Harry supported him as he made for the bathroom, wincing every time the boat jerked. And he remembered with a painful clarity holding Draco up at the time of the second task, because he was unable to support his own weight.

He should have thought about that. But things had been - different then. He had regarded the whole business of helping Draco Malfoy as an unpleasant necessity.

He hadn't been concerned.

Halfway there, Draco stopped and gripped the rails around the deck again. He swallowed several times and then spoke, his voice strained with the effort to keep it even.

"I don't - I won't be sick. Just - get me off the boat, Potter."

"But the boat's-"

"Please!"

Harry looked at Draco's face.

"Okay," he said, trying to be gentle. "Fine. Just - hold on a minute there. I promise, I'll take care of it."

Draco managed a nod. Harry whirled on the ferryman.

"Bring us back," he said in a tone that brooked no argument.

"Look, I can't-" The man stopped. "Hey! You're Harry Potter."
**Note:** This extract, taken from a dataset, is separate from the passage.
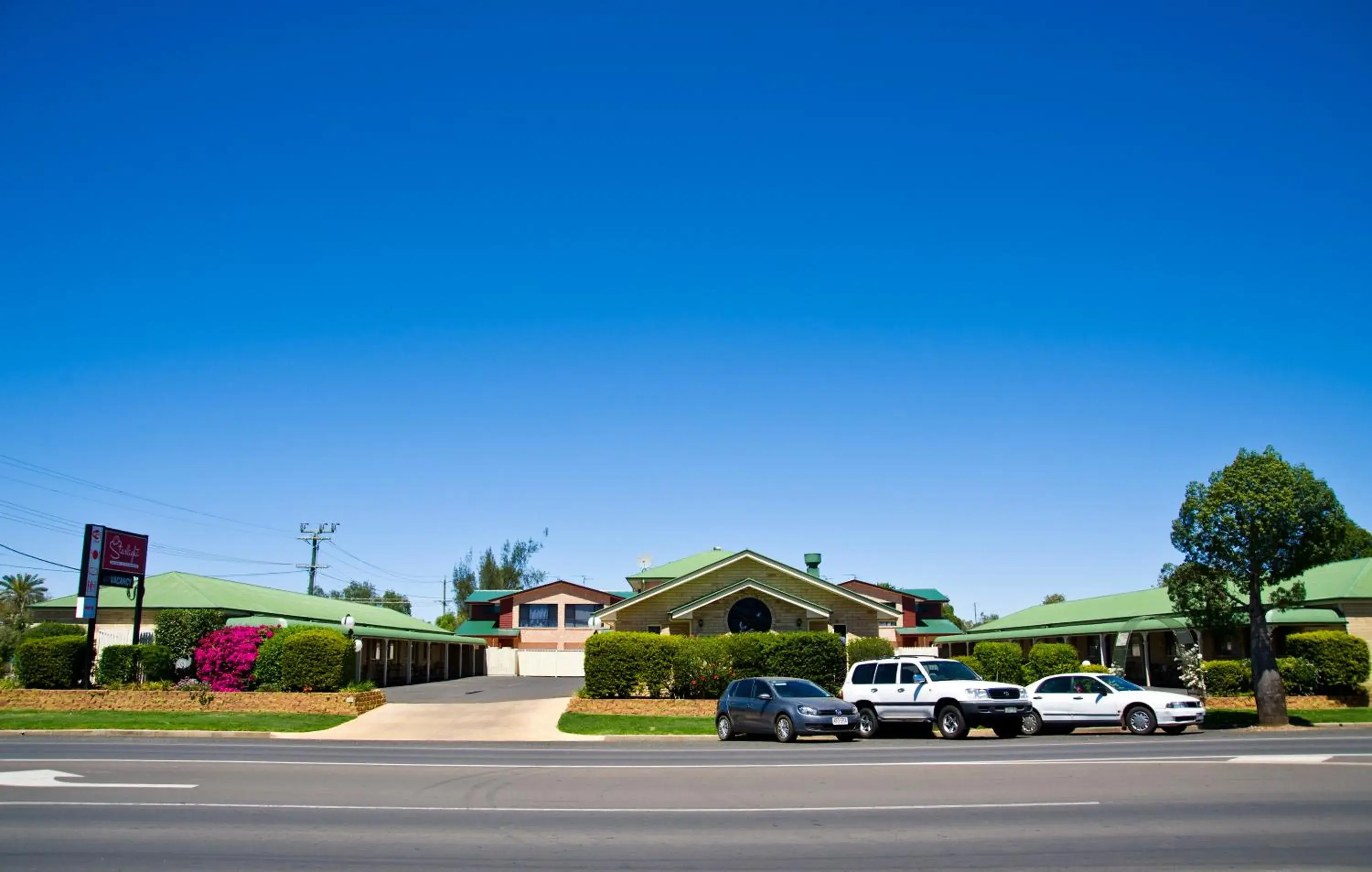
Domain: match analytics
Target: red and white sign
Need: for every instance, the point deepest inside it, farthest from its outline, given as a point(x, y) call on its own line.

Harry tried to put a lid on that familiar exasperation. He needed to get Draco off this boat, it didn't matter what the hell his name was, it wasn't like it could help...

He paused as an idea struck. Clearly, he'd been spending too much time with Draco.

"Yes, that's right," he said slowly. "I'm Harry Potter. And it's very urgent that my friend and I get off this boat."

*

"You did that very well," Draco said in a tired voice. "Maybe you could have made a Slytherin after all."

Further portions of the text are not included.